This article originally appeared on 24 August 2017.
Here in my hometown, I have never witnessed the kind of hatred and bigotry that so many other cities across the nation are dealing with. I am grateful for the diversity of our city, and the mutual respect I witness daily for those of different ethnic and religious backgrounds and beliefs.
No, here, our hatred and bigotry is more oblique. More subtle. More entrenched.
El Paso’s cool with Mexicans. Our official policy is that we’re cool with Mexicans as long as they look like Penelope Cruz or Matthew McConaughey.
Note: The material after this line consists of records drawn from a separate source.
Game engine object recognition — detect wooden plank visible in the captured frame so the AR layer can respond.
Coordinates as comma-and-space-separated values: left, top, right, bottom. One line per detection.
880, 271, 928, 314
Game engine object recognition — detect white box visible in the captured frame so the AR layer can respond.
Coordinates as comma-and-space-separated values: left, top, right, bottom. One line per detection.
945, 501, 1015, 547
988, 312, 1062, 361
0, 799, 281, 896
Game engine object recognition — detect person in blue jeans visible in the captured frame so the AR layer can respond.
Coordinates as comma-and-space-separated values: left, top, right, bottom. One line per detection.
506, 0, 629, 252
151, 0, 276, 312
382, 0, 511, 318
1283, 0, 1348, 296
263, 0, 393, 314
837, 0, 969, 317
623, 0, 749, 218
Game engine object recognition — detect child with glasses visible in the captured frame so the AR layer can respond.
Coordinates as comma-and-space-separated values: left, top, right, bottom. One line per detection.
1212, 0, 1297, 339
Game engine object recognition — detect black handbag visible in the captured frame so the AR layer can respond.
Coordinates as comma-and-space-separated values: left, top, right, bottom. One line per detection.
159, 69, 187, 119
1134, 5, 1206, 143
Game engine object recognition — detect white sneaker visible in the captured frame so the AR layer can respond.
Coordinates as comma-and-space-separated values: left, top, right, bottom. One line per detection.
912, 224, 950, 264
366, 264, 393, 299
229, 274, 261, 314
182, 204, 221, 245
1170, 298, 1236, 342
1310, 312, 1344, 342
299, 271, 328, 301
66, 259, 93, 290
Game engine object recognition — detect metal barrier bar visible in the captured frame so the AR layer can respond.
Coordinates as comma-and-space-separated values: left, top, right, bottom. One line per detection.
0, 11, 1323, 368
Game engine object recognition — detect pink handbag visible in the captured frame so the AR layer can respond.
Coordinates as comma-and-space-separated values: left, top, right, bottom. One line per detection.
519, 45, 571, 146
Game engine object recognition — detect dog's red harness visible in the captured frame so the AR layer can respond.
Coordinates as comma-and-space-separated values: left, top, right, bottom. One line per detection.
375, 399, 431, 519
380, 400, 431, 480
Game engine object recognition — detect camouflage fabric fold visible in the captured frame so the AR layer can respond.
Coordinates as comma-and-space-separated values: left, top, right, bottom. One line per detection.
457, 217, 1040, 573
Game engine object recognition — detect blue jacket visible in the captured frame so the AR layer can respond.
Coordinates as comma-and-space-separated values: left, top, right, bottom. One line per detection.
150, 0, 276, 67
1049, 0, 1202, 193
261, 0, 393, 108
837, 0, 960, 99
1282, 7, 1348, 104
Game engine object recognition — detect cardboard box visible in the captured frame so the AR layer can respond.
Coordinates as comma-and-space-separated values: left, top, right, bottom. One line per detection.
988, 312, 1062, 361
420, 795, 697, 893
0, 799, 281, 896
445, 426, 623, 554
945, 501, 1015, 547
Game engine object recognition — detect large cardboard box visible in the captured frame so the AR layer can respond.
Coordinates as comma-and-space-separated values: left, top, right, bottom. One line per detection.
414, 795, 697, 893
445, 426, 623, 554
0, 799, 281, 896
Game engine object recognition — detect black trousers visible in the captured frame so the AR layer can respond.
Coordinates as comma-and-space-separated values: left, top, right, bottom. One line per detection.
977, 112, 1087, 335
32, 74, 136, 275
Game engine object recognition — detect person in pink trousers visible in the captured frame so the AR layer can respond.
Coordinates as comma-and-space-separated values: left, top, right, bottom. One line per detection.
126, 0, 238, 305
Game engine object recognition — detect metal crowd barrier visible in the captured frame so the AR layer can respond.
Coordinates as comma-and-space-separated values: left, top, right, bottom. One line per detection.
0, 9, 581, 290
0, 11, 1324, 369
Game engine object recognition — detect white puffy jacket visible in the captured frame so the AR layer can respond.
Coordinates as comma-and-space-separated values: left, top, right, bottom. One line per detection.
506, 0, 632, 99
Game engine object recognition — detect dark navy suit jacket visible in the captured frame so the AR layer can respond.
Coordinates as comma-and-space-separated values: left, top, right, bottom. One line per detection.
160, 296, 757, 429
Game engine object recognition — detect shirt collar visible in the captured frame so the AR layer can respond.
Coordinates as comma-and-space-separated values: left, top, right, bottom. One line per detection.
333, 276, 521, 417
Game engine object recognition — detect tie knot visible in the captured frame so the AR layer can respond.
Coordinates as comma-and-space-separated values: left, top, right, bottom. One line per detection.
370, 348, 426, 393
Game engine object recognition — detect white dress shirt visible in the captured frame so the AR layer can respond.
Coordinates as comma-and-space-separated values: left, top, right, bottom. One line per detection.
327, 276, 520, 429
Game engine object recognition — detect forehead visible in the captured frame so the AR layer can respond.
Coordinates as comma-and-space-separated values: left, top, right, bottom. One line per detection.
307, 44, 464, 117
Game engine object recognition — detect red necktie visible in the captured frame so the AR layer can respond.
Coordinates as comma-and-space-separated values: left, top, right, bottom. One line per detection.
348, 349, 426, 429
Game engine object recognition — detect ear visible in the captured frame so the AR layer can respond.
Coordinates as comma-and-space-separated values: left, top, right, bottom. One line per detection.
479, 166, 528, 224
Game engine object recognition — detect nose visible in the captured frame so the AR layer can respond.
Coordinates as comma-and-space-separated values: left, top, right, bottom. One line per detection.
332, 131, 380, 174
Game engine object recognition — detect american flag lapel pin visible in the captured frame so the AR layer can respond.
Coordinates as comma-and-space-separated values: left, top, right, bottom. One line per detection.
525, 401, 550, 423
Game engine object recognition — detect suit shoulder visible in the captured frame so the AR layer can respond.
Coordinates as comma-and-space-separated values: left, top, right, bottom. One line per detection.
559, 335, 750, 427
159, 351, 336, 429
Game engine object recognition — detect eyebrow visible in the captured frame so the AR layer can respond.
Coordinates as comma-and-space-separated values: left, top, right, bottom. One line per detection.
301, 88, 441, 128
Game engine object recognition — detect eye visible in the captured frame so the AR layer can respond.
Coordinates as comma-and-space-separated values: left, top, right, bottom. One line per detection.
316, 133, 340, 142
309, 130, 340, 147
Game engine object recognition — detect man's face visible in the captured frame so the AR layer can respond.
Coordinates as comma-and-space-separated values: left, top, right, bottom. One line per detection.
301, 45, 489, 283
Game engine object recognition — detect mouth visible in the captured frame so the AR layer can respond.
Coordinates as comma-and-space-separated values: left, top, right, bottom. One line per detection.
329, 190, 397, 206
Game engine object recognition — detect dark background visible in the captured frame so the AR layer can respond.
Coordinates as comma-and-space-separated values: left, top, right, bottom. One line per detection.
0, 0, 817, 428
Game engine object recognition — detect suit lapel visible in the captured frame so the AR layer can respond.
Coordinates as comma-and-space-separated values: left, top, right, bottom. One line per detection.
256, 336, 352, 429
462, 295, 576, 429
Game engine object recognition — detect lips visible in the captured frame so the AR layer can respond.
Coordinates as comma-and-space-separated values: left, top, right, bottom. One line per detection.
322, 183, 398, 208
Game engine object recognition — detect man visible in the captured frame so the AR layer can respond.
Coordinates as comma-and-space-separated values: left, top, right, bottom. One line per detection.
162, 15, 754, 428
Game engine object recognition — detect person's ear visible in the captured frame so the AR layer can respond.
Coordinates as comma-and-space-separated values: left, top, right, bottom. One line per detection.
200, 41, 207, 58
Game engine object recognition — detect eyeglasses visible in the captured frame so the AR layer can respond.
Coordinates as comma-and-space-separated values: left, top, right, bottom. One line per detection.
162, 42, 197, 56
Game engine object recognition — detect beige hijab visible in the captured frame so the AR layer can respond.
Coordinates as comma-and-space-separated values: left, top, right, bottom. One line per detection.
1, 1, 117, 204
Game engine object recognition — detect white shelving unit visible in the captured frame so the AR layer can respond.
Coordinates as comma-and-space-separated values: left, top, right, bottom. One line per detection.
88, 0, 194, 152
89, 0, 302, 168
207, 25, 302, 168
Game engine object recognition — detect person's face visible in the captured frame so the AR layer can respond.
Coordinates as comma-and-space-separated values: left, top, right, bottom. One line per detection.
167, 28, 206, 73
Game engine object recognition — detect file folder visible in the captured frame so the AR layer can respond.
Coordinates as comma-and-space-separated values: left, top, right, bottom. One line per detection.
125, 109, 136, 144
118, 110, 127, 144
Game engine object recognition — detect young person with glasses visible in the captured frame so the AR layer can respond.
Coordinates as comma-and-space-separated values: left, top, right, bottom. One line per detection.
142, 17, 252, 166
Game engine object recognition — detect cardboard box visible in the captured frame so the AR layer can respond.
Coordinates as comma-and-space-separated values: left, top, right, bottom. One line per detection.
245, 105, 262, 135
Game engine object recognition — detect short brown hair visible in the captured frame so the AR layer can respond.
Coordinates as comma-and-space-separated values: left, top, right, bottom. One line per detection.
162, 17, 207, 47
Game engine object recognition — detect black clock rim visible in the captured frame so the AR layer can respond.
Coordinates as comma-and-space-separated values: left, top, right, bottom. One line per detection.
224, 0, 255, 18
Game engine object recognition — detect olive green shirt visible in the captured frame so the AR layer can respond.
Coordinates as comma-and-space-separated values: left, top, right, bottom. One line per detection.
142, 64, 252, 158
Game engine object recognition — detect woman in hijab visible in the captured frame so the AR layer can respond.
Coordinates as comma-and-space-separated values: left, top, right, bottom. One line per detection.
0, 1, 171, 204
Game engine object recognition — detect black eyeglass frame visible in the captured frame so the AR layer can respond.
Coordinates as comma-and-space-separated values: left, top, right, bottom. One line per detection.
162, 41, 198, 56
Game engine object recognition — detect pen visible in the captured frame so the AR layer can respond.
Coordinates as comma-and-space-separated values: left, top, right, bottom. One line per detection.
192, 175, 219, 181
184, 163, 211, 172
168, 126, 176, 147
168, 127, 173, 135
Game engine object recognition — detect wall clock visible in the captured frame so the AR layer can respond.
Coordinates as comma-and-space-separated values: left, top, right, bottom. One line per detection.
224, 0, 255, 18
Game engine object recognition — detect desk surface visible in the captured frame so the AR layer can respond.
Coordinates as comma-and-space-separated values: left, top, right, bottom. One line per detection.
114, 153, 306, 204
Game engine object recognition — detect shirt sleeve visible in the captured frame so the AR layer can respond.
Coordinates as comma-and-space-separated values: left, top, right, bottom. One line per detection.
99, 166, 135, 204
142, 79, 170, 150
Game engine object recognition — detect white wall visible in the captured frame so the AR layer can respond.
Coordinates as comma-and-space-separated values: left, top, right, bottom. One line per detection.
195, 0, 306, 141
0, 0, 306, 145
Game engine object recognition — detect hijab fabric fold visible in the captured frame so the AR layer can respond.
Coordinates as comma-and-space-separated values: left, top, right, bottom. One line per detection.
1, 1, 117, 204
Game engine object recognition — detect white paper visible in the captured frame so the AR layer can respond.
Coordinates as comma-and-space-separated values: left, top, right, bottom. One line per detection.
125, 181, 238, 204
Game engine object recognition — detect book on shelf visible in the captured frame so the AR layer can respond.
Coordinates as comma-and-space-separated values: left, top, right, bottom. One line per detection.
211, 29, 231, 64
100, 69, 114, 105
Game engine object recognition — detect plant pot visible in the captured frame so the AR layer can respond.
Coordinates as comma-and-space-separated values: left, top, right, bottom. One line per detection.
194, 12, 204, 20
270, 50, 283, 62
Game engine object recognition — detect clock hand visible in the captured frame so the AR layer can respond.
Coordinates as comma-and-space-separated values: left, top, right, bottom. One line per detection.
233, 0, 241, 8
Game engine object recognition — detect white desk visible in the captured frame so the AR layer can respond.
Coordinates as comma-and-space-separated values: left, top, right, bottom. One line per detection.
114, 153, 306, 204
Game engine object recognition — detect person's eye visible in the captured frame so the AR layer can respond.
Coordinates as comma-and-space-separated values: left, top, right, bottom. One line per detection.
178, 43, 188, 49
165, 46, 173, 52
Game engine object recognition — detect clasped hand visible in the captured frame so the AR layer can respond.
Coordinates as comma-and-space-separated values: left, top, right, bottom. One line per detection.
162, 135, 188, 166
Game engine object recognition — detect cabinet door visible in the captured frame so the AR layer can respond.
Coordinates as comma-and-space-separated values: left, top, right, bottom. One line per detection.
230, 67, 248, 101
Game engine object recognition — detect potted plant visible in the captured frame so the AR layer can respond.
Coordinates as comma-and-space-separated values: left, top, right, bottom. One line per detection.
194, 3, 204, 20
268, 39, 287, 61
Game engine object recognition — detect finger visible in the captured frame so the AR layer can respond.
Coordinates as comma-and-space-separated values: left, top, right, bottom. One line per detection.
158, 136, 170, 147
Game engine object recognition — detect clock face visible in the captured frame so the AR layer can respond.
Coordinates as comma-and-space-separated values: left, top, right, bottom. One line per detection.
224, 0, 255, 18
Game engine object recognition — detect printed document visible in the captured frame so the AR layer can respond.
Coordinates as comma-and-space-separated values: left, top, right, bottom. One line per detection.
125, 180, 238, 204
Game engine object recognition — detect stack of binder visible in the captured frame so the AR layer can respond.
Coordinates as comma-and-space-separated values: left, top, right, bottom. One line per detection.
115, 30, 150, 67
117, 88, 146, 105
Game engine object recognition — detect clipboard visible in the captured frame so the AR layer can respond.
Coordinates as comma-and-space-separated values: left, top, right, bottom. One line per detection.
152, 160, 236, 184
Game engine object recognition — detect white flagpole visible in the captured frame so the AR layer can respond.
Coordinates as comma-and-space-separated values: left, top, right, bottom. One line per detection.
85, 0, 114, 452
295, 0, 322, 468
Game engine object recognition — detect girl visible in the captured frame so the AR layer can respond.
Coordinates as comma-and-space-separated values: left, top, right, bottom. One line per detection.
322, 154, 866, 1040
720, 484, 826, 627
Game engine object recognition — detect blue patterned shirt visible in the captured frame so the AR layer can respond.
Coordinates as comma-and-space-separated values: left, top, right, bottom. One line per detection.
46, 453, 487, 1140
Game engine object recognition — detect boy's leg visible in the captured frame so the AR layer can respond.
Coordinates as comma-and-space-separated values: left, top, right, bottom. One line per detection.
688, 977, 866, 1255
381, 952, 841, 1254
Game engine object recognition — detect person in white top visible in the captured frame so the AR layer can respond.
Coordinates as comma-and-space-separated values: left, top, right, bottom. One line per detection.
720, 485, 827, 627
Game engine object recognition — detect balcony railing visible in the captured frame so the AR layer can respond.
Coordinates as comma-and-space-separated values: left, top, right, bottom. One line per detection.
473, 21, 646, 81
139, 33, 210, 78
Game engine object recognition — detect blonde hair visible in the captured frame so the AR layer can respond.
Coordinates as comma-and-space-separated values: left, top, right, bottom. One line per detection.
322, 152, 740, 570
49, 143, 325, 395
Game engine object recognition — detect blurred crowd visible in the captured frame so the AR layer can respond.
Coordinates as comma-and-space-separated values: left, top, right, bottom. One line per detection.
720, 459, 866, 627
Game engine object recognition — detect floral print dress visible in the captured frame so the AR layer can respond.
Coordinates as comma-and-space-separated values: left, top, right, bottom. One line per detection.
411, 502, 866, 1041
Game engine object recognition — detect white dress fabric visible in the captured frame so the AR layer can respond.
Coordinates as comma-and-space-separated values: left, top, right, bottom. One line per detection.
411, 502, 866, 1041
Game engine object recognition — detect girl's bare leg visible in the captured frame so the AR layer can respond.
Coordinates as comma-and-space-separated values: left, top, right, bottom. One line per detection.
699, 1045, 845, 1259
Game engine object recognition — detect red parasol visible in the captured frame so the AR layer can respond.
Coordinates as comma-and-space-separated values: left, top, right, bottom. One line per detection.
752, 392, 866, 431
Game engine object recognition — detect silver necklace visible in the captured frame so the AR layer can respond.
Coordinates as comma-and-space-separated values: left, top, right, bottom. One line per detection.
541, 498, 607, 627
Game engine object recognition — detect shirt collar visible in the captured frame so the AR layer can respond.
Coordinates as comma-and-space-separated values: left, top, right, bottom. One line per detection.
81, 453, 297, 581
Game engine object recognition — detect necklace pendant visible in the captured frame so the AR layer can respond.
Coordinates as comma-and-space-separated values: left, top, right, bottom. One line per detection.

If they look like mestizos, though, we move the bus stops and knock down their barrio to sweep them under the rug.
Remember, this is the official branding policy of the City of El Paso. The policy was adopted in 2006, and has remained in place unmodified since then.
That’s why we erected a statue memorializing Don Juan de Oñate, the butcher of Acoma, who killed and maimed Native Americans. That’s why the City gives out Conquistador Awards to its favorite citizens, even though the conquistadores enslaved peaceful indigenous populations, trafficking them through this area to work in their mines along the Camino Real. That’s why the City is intent on colonizing downtown, to remove the unsightly impoverished Mexican-Americans who live there so the rich can watch basketball from luxury suites.
But effective branding is rooted in authenticity. If you’re a zebra, you can’t tell everyone that you’re a quarterhorse. El Paso can’t pretend to be home to the rich and famous when we are the poorest Metropolitan Statistical Area of its size in the United States.
And when you look at recent history through a prism of classist exclusion, everything makes more sense.